Padres de Schoenstatt: cuiden a las familias y sean testigos
de la misericordia, pide el Papa
Maria Fischer sep 03, 2015
VATICANO, VIS/M. Fischer •
Contemplación, servicio, fraternidad. Tres aptitudes de la
vida sacerdotal que el Papa ha propuesto a los participantes en el Capítulo
General de los Padres de Schoenstatt. El nuevo Superior General, el P. Juan
Pablo Catoggio – a quien el Santo Padre conoce personalmente y muy bien desde
Buenos Aires – junto a los participantes del Capitulo General fueron recibidos
hoy, 3 de septiembre, por el Santo Padre Francisco.

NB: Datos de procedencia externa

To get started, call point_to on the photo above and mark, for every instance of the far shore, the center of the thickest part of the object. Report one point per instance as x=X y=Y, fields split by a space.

El Papa encomendó tres cosas a los Padres. ”En primer lugar,
acompañar y cuidar a las familias… para que vivan santamente su alianza de amor
y de vida, especialmente a aquellas que atraviesan por momentos de crisis o
dificultad. En segundo lugar, y pensando en el próximo Jubileo de la
Misericordia, que dediquen mucho tiempo al Sacramento de la Reconciliación.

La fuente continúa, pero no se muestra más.